A la demande du Carré, cette édition a été distribuée en même temps que la publicité dans les boîtes aux lettres ; il y a fort à parier que sur les 11 344 exemplaires, une grande partie soit malheureusement jetée à la poubelle, comme le reste de la pub.
Dommage pour un papier de cette qualité... Mais peut-être que c’est l’attention que nous portons quotidiennement au papier, à sa qualité et à son prix, au sein de la rédaction du Haut Anjou qui nous fait hérisser le poil.

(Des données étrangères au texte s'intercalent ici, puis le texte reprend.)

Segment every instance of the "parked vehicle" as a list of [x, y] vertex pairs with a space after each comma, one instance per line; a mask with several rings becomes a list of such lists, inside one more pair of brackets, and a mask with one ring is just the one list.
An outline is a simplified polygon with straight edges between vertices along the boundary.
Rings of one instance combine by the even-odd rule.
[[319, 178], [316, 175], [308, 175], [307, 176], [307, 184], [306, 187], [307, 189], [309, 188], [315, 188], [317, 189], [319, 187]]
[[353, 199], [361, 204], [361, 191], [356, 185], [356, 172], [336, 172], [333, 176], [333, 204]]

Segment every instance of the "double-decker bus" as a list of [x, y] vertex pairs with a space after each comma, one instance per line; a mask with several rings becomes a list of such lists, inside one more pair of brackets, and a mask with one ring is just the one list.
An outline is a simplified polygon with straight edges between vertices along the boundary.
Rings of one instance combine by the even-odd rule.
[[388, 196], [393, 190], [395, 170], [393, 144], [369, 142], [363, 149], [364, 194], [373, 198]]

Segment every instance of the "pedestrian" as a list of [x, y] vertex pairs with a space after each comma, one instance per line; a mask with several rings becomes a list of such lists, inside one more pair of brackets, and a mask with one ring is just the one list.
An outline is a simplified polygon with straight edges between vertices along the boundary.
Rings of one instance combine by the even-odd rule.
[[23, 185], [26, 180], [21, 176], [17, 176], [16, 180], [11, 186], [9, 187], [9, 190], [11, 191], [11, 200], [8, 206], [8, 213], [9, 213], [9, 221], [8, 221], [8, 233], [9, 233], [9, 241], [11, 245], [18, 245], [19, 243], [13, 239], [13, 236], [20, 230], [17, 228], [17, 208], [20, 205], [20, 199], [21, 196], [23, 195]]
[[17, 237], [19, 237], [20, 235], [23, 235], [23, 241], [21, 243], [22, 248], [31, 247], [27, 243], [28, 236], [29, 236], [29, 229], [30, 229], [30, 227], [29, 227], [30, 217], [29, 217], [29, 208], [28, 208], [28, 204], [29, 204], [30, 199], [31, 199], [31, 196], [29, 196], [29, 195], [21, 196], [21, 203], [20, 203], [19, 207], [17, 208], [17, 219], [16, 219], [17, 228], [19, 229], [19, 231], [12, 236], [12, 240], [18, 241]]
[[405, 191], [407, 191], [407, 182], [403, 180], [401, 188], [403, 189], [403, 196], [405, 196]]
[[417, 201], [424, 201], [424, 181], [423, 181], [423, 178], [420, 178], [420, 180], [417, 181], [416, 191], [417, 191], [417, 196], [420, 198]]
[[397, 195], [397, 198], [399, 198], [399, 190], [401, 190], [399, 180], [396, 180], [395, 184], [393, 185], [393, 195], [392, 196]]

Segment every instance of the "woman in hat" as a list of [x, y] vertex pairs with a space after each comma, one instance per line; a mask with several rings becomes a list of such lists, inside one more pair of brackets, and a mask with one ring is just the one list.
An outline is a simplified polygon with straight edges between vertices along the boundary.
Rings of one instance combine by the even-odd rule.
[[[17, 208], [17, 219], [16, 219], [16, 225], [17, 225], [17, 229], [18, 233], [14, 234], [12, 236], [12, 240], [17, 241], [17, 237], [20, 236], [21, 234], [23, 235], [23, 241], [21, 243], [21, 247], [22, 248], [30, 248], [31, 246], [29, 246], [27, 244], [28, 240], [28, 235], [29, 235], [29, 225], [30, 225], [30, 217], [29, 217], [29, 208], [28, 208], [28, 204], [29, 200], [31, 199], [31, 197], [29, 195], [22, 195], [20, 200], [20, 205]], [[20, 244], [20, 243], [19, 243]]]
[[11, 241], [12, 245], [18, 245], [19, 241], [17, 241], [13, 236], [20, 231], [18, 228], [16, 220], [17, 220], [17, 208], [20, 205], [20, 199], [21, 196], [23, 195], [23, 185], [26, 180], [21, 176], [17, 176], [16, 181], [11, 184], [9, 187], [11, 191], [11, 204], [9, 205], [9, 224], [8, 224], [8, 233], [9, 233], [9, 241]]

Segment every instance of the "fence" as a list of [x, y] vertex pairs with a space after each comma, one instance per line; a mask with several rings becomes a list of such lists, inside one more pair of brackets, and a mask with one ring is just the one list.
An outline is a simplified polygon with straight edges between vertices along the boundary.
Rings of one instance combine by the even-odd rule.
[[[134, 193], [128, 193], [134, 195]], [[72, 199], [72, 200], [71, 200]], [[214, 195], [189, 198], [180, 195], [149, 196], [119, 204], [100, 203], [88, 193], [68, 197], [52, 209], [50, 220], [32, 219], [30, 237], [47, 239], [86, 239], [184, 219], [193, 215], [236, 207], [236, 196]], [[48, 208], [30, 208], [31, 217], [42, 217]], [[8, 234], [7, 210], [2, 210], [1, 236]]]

Toutefois, si l’art c’est d’interpeller, cette publication a bel et bien atteint son objectif. Interrogée sur le sujet, Christine Oudart, directrice de communication au Carré, entend que :
La proposition puisse être « déstabilisante, mais les goûts et les couleurs ne se partagent pas. Et nous nous étions engagés auprès des acteurs économiques.
« J’assume complètement »
Bertrand Godot, commissaire aux expositions du Carré « assume complètement le choix ». Guillaume Janot est un photographe, professeur des Beaux-Arts à Lyon. Il avait déjà pris des photos de maisons de Château-Gontier, en 2000, dans la collection du Frac (fonds régional d’art contemporain).
Il connaît le territoire. Nous l’avons invité en résidence, avec l’idée qu’il fasse un portrait photographique du Pays de Château-Gontier. Le confinement a perturbé, il manque le printemps. Certaines photos en vis-à-vis ne collaient pas ensemble, si bien que l’artiste a décidé d’intercaler une page blanche parfois.
Guillaume Janot a pris plus de 500 photos pour n’en garder que 80 : des natures mortes, des portraits de travailleurs, et des paysages. « Après, ses photos, on en pense ce qu’on veut », déclare Bertrand Godot.
Bertrand Godot explique avoir voulu que :
Cette exposition soit accessible et la plus démocratique qui soit. C’est pourquoi, elle a été remise entre les mains des habitants. La publication (impression, exposition, communication) clé en main, n’est pas une lubie. Elle n’est pas plus chère que si elle avait eu lieu dans un hall de mairie.
Si des gens râlent, d’autres l’apprécient. Elle peut faire réfléchir aussi sur le déferlement de la publicité dans nos boîtes aux lettres.